As illicit drugs are routinely laced with potent fentanyl, new research shows a striking jump in overdose deaths among 14- to 18-year-olds.
The Finance Committee is considering increased spending on in-school mental health services, broader use of telehealth for youth and more financial support to train youth mental health workers. Young people in rural areas and minority communities have more difficulty getting services. Biden’s plan calls for more money for school-based services, along with new social media safeguards for kids — also an issue of interest on Capitol Hill.
An overarching focus both for the White House and lawmakers is the widely recognized shortage of mental health professionals. Plans would invest billions in building up the workforce by supporting training and education, but that could take years. There’s discussion about immediately increasing the supply of counselors by allowing a wider range of professionals, including family and marriage therapists, to bill government health programs.
There’s also support for Certified Community Behavioral Health Clinics, a relatively new care model that offers services 24/7 to people dealing with drug and mental health crises. Centers rely on peer counselors, often in recovery from their own addictions.

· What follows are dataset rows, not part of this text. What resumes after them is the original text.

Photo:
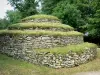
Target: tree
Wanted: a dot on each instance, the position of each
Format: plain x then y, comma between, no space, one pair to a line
68,13
26,7
13,16
4,23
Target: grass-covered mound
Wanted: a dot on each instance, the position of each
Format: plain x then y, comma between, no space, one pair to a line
41,16
40,32
40,25
74,48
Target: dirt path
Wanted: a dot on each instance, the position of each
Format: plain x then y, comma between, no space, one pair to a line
89,73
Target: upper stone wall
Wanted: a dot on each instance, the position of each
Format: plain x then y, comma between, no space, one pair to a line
41,26
41,18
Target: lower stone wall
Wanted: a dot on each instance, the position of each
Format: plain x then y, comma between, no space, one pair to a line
53,60
70,59
42,20
31,42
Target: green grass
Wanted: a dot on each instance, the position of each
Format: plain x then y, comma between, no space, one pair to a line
10,66
40,32
74,48
40,25
41,16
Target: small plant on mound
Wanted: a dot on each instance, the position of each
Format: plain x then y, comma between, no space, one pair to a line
74,48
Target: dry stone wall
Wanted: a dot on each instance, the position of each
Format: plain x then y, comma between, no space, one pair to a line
38,41
22,47
40,28
42,20
70,59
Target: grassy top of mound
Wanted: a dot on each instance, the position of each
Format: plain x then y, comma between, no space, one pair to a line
40,32
41,16
74,48
40,25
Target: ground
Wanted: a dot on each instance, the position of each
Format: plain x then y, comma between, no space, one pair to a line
10,66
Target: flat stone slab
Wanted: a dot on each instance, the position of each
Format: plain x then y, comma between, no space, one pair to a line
89,73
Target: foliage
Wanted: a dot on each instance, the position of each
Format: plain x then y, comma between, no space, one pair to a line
41,16
13,16
4,23
94,27
26,7
40,32
48,6
64,50
40,25
68,13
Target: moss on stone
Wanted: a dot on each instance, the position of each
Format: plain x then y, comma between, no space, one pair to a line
74,48
40,32
41,16
40,25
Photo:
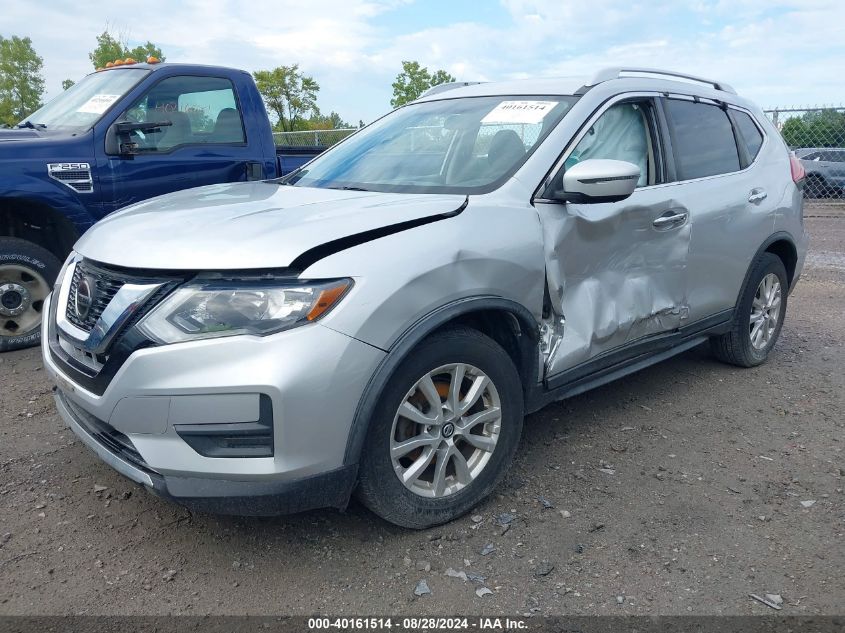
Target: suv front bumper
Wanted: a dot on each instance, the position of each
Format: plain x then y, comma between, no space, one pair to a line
312,375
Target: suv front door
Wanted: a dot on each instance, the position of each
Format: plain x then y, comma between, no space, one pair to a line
616,271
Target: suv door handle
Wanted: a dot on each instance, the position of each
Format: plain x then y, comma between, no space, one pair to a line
669,219
757,195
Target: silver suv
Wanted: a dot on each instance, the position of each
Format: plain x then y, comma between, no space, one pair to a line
379,321
825,167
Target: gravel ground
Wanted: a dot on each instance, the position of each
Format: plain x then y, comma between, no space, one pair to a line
678,490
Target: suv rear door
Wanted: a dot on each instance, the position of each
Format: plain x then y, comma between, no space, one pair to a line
730,197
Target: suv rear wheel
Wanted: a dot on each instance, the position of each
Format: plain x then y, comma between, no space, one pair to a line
759,315
446,428
27,273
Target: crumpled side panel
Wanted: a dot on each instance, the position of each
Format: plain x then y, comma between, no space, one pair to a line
612,275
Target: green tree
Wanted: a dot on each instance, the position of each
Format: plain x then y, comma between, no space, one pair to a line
289,94
819,128
415,80
21,83
321,122
110,48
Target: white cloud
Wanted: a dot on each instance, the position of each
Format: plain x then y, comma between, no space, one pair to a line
774,51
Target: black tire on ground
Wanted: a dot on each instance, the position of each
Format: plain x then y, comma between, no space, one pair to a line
380,489
735,346
22,254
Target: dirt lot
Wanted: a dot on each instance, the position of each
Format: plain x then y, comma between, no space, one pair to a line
679,490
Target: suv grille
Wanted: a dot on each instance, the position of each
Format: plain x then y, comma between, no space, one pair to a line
105,285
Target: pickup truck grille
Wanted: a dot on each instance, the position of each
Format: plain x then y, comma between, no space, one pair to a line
105,286
104,283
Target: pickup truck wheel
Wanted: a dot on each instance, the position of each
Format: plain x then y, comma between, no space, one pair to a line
759,315
27,273
444,431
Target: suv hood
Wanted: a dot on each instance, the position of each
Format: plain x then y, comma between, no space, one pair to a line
251,225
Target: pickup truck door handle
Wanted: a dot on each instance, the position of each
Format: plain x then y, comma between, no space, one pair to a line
757,195
671,218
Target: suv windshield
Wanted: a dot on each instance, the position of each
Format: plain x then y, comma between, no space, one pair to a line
83,104
465,145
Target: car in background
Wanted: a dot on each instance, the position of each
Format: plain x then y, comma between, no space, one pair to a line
121,135
825,167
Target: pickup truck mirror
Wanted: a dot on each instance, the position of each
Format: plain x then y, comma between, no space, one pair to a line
119,136
598,180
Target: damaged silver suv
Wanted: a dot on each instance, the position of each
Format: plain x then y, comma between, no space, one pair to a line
378,322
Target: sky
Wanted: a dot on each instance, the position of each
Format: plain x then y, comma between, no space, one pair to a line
776,52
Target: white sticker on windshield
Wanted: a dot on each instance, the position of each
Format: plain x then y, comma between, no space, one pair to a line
519,112
98,104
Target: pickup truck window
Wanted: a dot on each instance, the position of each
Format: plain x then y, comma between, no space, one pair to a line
464,145
195,110
83,104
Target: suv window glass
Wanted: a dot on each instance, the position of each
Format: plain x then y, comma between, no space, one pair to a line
199,110
750,133
461,145
621,133
703,139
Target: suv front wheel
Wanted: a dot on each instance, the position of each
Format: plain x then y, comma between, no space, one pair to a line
759,315
445,429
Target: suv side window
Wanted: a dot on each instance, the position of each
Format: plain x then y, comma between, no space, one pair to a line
623,132
702,139
200,110
749,133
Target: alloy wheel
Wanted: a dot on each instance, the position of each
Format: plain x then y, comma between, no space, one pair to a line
22,295
445,430
765,311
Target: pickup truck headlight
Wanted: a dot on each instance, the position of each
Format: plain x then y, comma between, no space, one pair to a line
225,308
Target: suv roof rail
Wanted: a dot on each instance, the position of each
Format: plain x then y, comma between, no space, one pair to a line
606,74
449,85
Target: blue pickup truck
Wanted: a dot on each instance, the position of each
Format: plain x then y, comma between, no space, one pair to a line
121,135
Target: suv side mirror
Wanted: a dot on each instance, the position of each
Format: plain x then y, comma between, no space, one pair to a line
119,140
598,180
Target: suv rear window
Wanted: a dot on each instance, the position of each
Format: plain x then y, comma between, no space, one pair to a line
749,132
702,139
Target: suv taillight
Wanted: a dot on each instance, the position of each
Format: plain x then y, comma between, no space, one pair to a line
797,169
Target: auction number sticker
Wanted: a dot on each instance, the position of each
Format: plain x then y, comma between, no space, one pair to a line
519,112
98,104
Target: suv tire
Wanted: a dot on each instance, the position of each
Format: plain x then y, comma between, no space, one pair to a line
458,472
27,274
748,344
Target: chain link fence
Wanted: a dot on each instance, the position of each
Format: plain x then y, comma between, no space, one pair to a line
312,138
817,136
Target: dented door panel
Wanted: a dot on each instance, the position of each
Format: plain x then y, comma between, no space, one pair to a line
613,275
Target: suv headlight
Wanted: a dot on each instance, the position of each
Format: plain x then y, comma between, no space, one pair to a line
209,309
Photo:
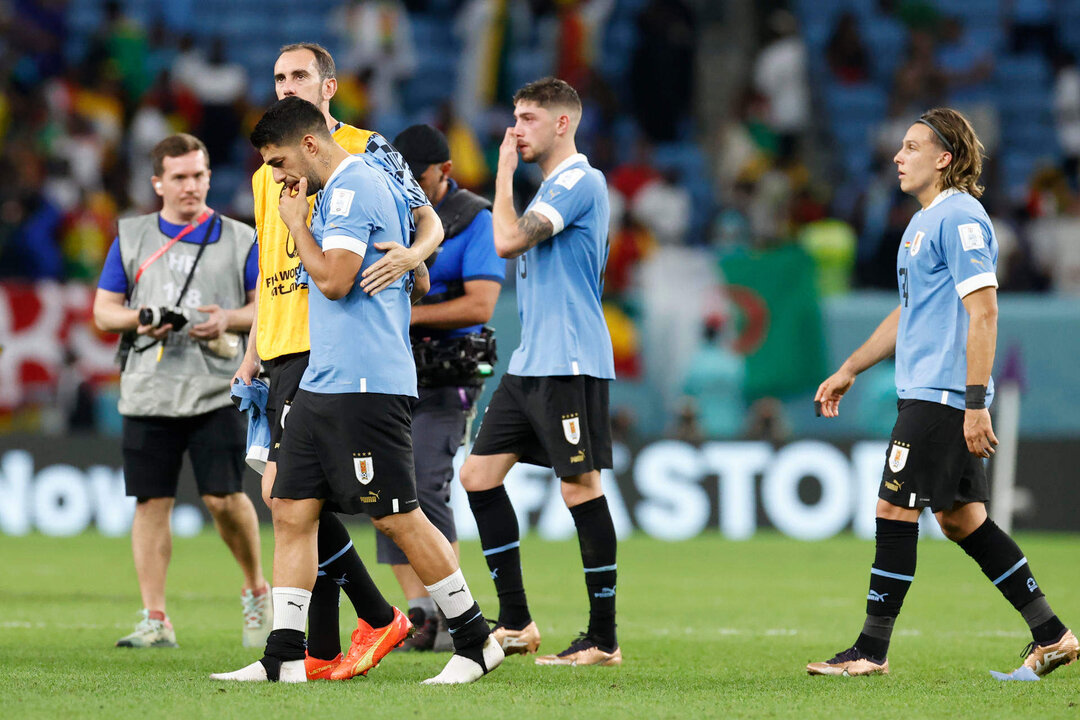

A glaring inconsistency lawmakers want to address is the coverage gap between mental health and physical conditions. Parity is required by U.S. laws, but the reality can be far different. Some insurers honor parity on paper only, maintaining “ghost networks” of mental health providers who are not taking new patients — a dead end. Even Medicare falls short on parity. The program has a 190-day limit on inpatient psychiatric care.
Many Democrats would like to spell out mental health coverage requirements for private health insurance. But Republicans do not support new mandates. A compromise could involve civil fines on insurers that ignore legal obligations to cover mental health care.
One area where there does not seem to be much disagreement is telehealth, which was expanded in the pandemic. Video counseling and even voice-only sessions are becoming standard tools for mental health and drug treatment counseling. Making that coverage permanent would involve a cost. But lawmakers, particularly in rural areas, like the flexibility.
While there is clear momentum, that does not guarantee results in Congress. “I don’t know how it’s going to end up,” said Reyna Taylor, policy and advocacy chief for the National Council for Mental Wellbeing. “What I am happy to see is all the communication that is going on between the committees of jurisdiction.”